February 22, 2008

As an Army Reserve Mental Health care professional, dealing with stress in a combat zone has the pressure of dealing with a high tempo environment as well as contending with issues that exist at home. Major Madeline Belarde, commander of the 1835th Combat Stress Control (CSC), is embarking on her second deployment—her first as commander—where she will lead the mission of 1835th, "Provide flexibly tailored combat stress control reconstitution support, preventive and treatment services in support of a Division and co-located Corps elements, or an area basis to a Joint/Combined Force as directed in other Military Operations," according to a military news release.

Belarde is a seasoned veteran of metal health field, both as a civilian and a soldier who reportedly has the complete backing of her family as she prepares for a second mobilization, and views her soldiers as "an extended family".

Belarde, an experienced combat counselor, describes her command philosophy as one that provides the leadership that takes care of the soldier as a "whole", including emotional, physical, psychological and spiritual needs.
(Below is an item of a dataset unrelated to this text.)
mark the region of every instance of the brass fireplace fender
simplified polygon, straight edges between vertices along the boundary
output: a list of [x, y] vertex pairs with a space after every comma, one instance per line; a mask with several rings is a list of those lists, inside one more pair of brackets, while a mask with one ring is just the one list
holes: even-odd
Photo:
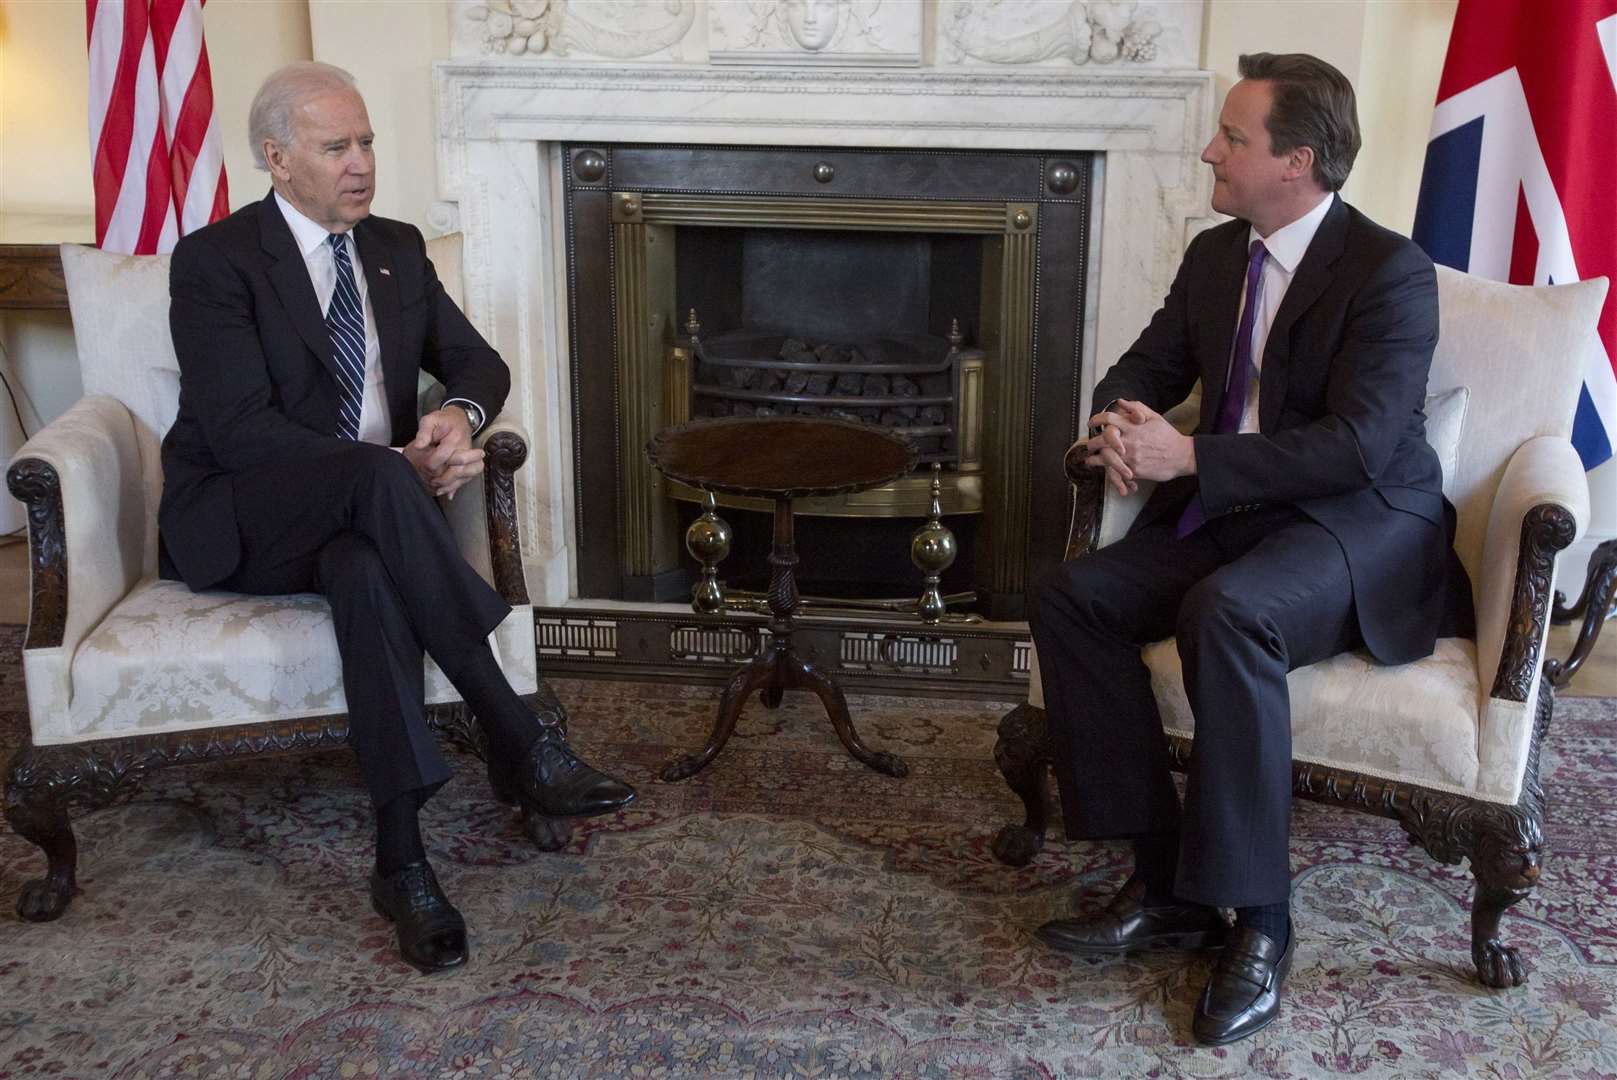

"My commitment is to provide leadership and a command climate that maintains a balanced focus between mission, soldier’s welfare, and unit morale and soldier efficiency, Belarde says. "The foundation of stress reduction includes trust and confidence in fellow service members, the unit technical ability, serviceability of equipment."

According to a military news release, units such as the one Belarde commands provide combat stress interventions in both clinical settings, where soldiers visit combat stress, and combat stress visits soldiers at their work site.